Screen Test
The SUN OTTAWA BUREAU carried an article by Alan Findlay yesterday with the title, “Seaport Alert”. Naturally, it caught our attention.
“The thousands of international shipping containers landing on North American shores each day are ‘Trojan horses’ for terrorists and smugglers,” a major port operator warned.
“It is a question of time, in my opinion, that a container will be delivering either a dirty bomb or the goods to help terrorists,” said Greg Gilbert, senior American vice-president for Hutchinson Port Holdings, the world’s largest operator of container ports. “Many people say the best delivery system for a dirty bomb might be a truck or a small boat, but to get it across the ocean it has to be in a container,” he said.
Asserting that the vast majority of containers are tracked and screened, but not inspected, Gilbert went on to say that, “We feel of all the 53 million containers running through our facility in 2006, each one was a Trojan horse. We do not know what was in that container. We can only trust what somebody said.”
Gilbert called on governments to regulate tougher inspections that would include X-rays, radiation screening and checks for container tampering in order to ensure that weapons aren’t being driven up to a Canadian or American port. Gilbert estimated the cost of higher security measures to be no more than $ 20 on a container with contents worth $ 65,000 to $ 70,000 on average.

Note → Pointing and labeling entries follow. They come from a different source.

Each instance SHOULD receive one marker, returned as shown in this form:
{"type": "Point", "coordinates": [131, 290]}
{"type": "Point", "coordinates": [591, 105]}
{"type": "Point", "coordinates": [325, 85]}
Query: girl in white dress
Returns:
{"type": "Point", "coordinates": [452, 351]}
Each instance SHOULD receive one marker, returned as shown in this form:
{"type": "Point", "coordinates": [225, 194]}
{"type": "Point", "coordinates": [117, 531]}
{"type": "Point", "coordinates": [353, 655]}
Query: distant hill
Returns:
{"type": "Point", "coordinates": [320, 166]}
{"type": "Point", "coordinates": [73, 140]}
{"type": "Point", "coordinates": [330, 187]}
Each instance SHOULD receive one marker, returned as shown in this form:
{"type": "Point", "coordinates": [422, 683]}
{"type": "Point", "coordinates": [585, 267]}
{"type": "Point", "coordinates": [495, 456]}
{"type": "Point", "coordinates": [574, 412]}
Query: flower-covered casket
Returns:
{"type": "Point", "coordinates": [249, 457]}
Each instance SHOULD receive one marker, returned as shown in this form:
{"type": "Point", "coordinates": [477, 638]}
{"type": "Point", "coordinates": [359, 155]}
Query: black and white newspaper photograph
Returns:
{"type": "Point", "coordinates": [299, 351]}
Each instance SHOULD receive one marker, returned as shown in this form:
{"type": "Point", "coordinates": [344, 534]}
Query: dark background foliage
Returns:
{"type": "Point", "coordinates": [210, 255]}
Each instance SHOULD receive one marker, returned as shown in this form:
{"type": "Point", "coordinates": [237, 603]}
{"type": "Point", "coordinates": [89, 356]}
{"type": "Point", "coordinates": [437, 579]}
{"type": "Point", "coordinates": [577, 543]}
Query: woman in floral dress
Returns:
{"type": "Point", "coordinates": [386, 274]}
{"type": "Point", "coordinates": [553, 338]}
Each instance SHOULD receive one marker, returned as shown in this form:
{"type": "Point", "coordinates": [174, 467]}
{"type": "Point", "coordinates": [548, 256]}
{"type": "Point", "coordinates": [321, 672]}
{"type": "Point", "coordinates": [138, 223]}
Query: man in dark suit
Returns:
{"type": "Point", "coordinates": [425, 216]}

Senator Colin Kenny, chairman of the Senate committee on national defense and security, said Gilbert’s comments were remarkable in their candor compared with other port operators.

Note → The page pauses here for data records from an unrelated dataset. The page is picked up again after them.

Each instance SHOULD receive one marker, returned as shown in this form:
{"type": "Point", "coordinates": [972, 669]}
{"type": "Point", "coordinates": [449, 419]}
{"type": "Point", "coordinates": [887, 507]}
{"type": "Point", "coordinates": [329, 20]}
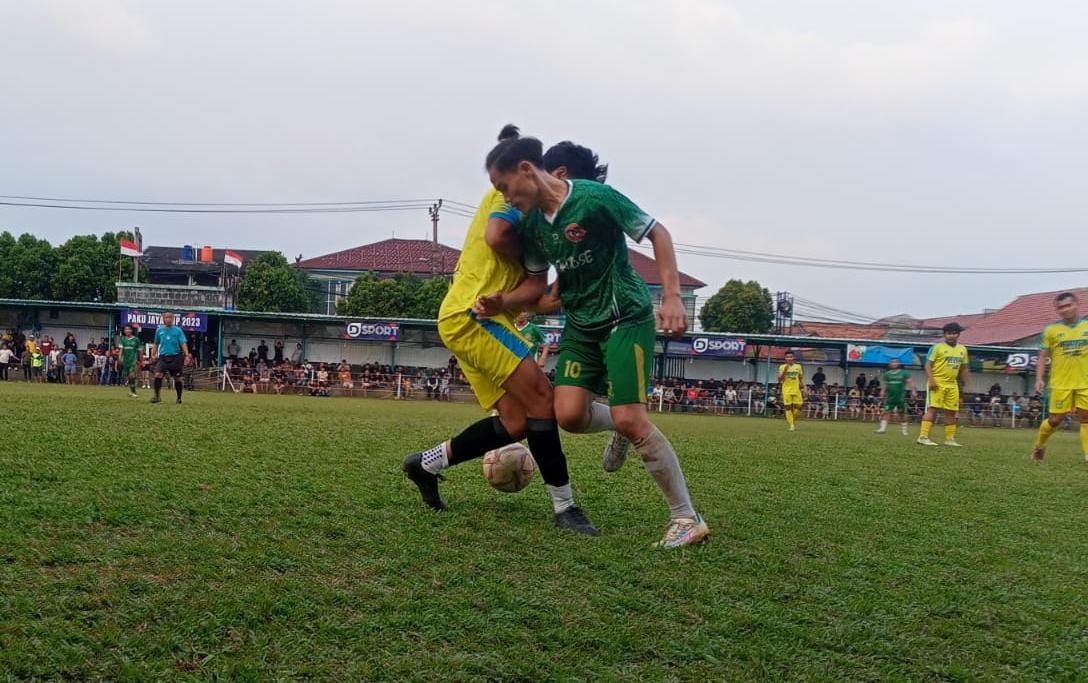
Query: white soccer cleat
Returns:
{"type": "Point", "coordinates": [616, 451]}
{"type": "Point", "coordinates": [685, 531]}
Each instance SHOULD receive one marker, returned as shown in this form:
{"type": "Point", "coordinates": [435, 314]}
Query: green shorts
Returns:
{"type": "Point", "coordinates": [618, 364]}
{"type": "Point", "coordinates": [895, 402]}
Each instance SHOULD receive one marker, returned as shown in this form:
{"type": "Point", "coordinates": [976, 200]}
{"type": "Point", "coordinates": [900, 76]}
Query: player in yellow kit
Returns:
{"type": "Point", "coordinates": [791, 377]}
{"type": "Point", "coordinates": [498, 363]}
{"type": "Point", "coordinates": [1065, 344]}
{"type": "Point", "coordinates": [946, 365]}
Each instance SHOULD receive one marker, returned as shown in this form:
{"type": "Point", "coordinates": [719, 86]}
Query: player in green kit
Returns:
{"type": "Point", "coordinates": [535, 337]}
{"type": "Point", "coordinates": [893, 390]}
{"type": "Point", "coordinates": [130, 346]}
{"type": "Point", "coordinates": [581, 227]}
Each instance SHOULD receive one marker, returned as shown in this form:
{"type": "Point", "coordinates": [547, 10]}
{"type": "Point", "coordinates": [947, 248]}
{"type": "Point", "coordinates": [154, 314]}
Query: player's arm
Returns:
{"type": "Point", "coordinates": [1040, 371]}
{"type": "Point", "coordinates": [528, 292]}
{"type": "Point", "coordinates": [671, 318]}
{"type": "Point", "coordinates": [502, 236]}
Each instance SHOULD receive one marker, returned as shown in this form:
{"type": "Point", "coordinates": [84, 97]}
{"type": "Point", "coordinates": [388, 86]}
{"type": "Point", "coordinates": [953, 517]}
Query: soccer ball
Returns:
{"type": "Point", "coordinates": [509, 469]}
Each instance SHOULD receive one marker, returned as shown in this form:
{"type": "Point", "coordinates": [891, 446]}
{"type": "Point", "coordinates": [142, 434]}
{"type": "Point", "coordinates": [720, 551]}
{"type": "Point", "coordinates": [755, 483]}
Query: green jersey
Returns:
{"type": "Point", "coordinates": [585, 240]}
{"type": "Point", "coordinates": [130, 349]}
{"type": "Point", "coordinates": [895, 383]}
{"type": "Point", "coordinates": [535, 337]}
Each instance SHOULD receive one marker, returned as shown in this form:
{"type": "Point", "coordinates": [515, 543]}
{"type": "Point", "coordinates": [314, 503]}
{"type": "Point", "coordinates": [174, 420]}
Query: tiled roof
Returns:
{"type": "Point", "coordinates": [1025, 317]}
{"type": "Point", "coordinates": [388, 256]}
{"type": "Point", "coordinates": [647, 269]}
{"type": "Point", "coordinates": [839, 331]}
{"type": "Point", "coordinates": [413, 256]}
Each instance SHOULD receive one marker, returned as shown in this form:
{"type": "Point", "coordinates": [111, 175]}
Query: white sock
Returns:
{"type": "Point", "coordinates": [561, 498]}
{"type": "Point", "coordinates": [600, 419]}
{"type": "Point", "coordinates": [434, 459]}
{"type": "Point", "coordinates": [663, 464]}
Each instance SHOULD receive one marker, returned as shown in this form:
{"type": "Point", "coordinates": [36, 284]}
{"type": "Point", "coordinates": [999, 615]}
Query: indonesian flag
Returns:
{"type": "Point", "coordinates": [130, 248]}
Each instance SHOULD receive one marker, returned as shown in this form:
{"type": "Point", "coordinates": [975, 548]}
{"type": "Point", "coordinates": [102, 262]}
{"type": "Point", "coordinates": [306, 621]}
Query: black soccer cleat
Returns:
{"type": "Point", "coordinates": [428, 483]}
{"type": "Point", "coordinates": [576, 521]}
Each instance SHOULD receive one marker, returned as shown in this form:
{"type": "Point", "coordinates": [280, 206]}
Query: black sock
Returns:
{"type": "Point", "coordinates": [547, 450]}
{"type": "Point", "coordinates": [478, 438]}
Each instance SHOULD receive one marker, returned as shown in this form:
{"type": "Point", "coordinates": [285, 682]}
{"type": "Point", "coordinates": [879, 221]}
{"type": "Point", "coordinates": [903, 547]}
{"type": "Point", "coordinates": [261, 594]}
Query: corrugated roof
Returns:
{"type": "Point", "coordinates": [839, 330]}
{"type": "Point", "coordinates": [1025, 317]}
{"type": "Point", "coordinates": [388, 256]}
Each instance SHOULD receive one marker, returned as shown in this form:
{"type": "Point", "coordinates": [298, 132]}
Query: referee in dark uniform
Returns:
{"type": "Point", "coordinates": [170, 352]}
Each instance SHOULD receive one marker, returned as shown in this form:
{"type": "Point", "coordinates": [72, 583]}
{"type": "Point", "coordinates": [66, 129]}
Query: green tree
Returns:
{"type": "Point", "coordinates": [87, 268]}
{"type": "Point", "coordinates": [742, 307]}
{"type": "Point", "coordinates": [271, 284]}
{"type": "Point", "coordinates": [26, 267]}
{"type": "Point", "coordinates": [400, 296]}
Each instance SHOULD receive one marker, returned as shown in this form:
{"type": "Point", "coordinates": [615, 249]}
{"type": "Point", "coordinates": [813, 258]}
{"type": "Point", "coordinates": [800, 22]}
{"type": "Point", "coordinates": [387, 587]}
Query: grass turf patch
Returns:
{"type": "Point", "coordinates": [260, 536]}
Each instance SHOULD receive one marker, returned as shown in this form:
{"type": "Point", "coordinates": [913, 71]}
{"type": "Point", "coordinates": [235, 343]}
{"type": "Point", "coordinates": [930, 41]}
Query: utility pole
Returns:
{"type": "Point", "coordinates": [434, 244]}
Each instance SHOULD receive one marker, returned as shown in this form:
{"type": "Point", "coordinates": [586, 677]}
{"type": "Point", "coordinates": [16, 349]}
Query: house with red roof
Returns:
{"type": "Point", "coordinates": [1020, 322]}
{"type": "Point", "coordinates": [336, 272]}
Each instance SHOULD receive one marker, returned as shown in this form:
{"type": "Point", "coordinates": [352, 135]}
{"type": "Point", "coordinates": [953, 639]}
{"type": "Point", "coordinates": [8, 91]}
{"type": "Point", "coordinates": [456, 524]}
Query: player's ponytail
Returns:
{"type": "Point", "coordinates": [509, 132]}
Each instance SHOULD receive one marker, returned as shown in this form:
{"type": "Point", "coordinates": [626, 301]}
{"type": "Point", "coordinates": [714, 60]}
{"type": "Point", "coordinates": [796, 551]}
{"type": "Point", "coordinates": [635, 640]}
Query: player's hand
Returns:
{"type": "Point", "coordinates": [549, 300]}
{"type": "Point", "coordinates": [489, 306]}
{"type": "Point", "coordinates": [671, 318]}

Without tighter security regulations in the U.S., Canada and Mexico, such as security screening of port workers, ships will simply steer toward the cheapest and quickest port available, he said … whatever that’s supposed to mean.
[Hutchison Port Holdings operates 43 ports around the globe, and if anyone is in a position to vouch for, or criticize, the efforts of the U.S. Department of Homeland Security over the last five years, the senior Vice-president of Hutchison certainly is. His comments tell us that our security professionals are sitting on their hands.
Mr. Paul Harris reminds us that we taxpayers have spent more than $ 139 billion for such ineptness.
We could have built thousands of our own patented container ships with and created hundreds of thousands of jobs with a lot less money. Our “homeland”would now be absolutely secure if all containers were inspected while these patented ships were underway. Instead we’re hearing, from real authorities, that we’re being snookered.